The two year time limit prescribed may be extended by the Commissioner in certain circumstances, where there is evidence of an acceptable explanation for the period of extension requested and whether it would be fair and equitable to provide such an extension. You intend to sell the property in the 20XX income year (approximately X years after your late spouse passed away). The delay was not due to factors outside your control. An extension would not be granted to others in similar circumstances. Accordingly, the Commissioner will not exercise the discretion in subsection 152-80(3) of the ITAA 1997 to extend the two year time limit.
As section 152-80 does not apply, the acquisition date of your 50% interest in the property acquired from your late spouse is reset to 20XX.
You will meet the small business entity test as you were carrying on a business in the 20XX income year and your aggregated turnover was less than $2 million in the 20XX income year.

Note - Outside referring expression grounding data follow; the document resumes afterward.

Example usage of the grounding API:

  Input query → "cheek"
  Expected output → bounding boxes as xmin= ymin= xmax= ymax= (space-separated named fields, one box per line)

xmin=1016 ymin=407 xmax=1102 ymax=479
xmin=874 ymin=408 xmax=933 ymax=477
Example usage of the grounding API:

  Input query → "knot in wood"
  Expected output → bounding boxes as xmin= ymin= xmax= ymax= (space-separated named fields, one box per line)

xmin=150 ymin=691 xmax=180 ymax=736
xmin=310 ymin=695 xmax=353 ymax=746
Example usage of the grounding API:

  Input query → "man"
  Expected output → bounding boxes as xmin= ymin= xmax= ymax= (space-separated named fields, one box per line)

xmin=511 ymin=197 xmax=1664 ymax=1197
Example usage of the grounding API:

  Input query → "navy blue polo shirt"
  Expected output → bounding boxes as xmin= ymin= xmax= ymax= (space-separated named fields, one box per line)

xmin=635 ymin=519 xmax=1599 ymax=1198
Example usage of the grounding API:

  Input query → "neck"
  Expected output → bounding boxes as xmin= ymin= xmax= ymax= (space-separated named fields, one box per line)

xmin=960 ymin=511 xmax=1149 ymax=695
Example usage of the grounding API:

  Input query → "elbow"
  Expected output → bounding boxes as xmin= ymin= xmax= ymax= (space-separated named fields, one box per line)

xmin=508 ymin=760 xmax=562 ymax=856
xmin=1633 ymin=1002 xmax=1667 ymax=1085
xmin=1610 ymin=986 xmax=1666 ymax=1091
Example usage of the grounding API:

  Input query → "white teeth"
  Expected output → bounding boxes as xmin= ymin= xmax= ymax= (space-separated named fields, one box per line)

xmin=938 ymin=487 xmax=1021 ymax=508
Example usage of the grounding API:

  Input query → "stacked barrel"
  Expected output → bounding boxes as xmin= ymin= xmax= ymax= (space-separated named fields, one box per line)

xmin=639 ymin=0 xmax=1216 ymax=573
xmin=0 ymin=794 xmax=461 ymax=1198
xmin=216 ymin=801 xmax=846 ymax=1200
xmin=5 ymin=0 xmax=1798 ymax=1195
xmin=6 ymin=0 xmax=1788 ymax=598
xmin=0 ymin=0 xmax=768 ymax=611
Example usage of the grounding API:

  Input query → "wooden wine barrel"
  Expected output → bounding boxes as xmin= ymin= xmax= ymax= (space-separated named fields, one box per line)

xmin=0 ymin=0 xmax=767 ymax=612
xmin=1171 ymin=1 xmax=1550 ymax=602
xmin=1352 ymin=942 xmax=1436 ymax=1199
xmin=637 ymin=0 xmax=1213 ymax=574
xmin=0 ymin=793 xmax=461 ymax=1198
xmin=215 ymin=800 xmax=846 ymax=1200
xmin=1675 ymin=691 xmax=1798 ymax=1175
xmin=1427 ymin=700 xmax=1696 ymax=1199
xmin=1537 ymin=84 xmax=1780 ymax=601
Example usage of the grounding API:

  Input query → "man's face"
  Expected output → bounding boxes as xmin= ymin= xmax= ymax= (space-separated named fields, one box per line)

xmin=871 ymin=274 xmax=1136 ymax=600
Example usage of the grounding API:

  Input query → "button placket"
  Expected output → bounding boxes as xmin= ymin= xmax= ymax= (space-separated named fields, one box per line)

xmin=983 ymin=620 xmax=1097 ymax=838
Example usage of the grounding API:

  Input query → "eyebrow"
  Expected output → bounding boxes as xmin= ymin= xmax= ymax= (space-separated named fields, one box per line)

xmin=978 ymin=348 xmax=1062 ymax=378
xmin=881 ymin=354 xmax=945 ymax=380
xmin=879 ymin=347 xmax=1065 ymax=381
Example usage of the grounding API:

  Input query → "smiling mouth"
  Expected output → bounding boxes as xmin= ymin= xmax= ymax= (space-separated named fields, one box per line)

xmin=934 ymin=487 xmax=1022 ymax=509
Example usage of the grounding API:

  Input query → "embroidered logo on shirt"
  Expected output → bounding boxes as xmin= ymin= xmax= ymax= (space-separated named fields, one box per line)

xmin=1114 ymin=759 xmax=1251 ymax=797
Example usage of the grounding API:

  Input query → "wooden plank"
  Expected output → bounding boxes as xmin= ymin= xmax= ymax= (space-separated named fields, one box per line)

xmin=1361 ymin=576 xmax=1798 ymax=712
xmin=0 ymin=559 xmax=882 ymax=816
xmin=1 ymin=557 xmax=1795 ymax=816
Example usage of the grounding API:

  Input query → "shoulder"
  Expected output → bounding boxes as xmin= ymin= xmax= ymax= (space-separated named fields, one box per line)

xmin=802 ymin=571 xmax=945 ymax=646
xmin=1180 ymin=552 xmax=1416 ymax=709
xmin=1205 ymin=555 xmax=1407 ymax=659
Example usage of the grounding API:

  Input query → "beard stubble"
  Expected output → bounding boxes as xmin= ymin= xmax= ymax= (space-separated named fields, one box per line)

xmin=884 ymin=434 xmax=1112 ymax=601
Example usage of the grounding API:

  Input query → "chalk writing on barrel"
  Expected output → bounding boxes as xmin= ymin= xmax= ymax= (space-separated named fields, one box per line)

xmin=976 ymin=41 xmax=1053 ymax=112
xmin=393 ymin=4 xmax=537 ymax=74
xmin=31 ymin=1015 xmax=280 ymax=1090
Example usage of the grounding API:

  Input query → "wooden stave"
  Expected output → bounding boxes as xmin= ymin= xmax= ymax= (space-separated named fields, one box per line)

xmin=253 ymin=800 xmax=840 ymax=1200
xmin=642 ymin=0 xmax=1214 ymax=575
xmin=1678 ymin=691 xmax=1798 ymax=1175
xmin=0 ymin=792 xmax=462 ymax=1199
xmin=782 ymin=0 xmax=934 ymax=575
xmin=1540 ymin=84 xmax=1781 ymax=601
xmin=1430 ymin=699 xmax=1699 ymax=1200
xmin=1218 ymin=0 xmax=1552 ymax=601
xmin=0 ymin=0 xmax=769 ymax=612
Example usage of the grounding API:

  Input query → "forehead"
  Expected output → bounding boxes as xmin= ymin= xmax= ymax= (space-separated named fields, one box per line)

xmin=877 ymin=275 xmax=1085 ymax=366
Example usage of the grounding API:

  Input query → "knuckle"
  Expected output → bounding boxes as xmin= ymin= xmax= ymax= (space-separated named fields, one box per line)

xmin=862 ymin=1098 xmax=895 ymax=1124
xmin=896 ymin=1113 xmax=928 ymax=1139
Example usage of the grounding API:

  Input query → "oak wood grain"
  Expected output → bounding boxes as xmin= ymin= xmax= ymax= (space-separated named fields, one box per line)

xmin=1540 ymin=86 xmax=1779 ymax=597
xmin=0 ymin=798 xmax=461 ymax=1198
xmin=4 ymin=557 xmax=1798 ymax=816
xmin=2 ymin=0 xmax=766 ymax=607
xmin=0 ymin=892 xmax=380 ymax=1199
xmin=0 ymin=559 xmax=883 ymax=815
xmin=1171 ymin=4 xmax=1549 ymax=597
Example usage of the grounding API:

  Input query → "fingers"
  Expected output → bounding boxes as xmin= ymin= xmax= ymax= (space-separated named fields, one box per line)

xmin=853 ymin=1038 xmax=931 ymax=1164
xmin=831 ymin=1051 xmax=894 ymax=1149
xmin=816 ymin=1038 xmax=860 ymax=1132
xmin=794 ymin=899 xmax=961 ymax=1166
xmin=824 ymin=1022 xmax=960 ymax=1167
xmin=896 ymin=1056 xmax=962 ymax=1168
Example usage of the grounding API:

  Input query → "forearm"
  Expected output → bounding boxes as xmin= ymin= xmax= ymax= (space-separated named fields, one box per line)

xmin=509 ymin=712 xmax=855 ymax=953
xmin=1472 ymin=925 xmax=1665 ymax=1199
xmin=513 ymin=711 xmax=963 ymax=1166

As the acquisition date has been reset to 20XX your period of ownership will be approximately X years, as you intend to sell the property in the 20XX income year. To meet the active asset test, the property has to be an active asset for at least half the ownership period and the property also has to be used in the course of carrying on a business during that time. However, the main use of the asset cannot be to derive rent, unless its main use for deriving rent is only temporary.
For the period you owned the property, it has been used by Y business for long term stays for periods of 12 months or longer (with limited exceptions, such as if the occupant passes away) and by Z business on long term lease to a third party.
As the property has been used to derive rent for the period you owned the property, it does not meet the active asset test under paragraph 152-40(4)(e)(ii) of the ITAA 1997 and you do not meet the basic conditions for the small business CGT concessions. You are therefore not eligible to claim any of the small business CGT concessions.